Prove that there is a symmetric matrix B, such that BX=Y

Question

Let $X,Y$ be two vectors in ${\mathbb C}^n$ and assume that $X≠0$. Prove that there is a symmetric matrix $B$ such that $BX=Y$.

Answer 1

Ok, the last answer was not detailed enough, so here is another approach, which is constructive.

Pick some orthogonal matrix $Q$, hence $QQ^T = I$ and build $B$ as $B = Q\Lambda Q^T$, where $\Lambda$ is diagonal with it's entries $\Lambda_{jj}$ still left to determine. Then,

$BX =Y \Leftrightarrow Q\Lambda Q^TX =Y \Leftrightarrow \Lambda Q^TX = Q^TY $, which component-wise gives you the solution for $\Lambda_{jj}$ as $\Lambda_{jj} = \frac{q^T_jY}{q^T_jX}$. ($q_j$ is the jth column of $Q$).

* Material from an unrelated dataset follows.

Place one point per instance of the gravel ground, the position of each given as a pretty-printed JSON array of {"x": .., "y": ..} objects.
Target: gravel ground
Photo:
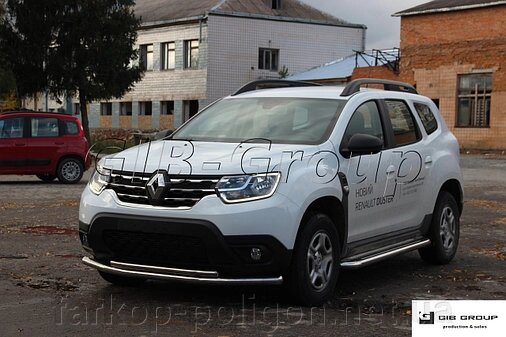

This is a solution in case you do not mind, that $B\in \mathbb{C}^{n \times n}$. If you want $B\in \mathbb{R}^{n \times n}$, then even if $B$ is not symmetric, it might be impossible. Notice, that the case where $X = \bar{Y}$ provides a counter-example for that.

Answer 2

here is one way solve this. if $y = 0,$ then the zero matrix for $B$ would do. so we can assume that $y \neq 0$ let $$z ={|x| \over |y|} y, \text{ so that } |z| = |x|.$$ the orthogonal projection matrix $$H = I - 2a{\bar a}^T/{\bar a}^Ta \text{ where } a = x - z \text{ and a bar means complex conjugate}$$ you can verify that $H$ is unitary and $Hx = z$ now take a scalar matrix $D = {|y| \over |x|}.$

the matrix $DH x = y$ and $DH$ is symmetric as you wanted.

Answer 3

Hint 1: If $X$ has no zero entry, prove that you can find a diagonal $B$ so that $BX=Y$.

Hint 2: If $X$ has some zero entries, since $X \neq 0$ prove that you can find some orthogonal matrix $P$ so that $PX$ has no zero entry.

Define $X'=PX$ and $Y'=PY$. Find a diagonal matrix $B'$ so that $B'X'=Y'$ and use $$ B=P^{-1}B'P $$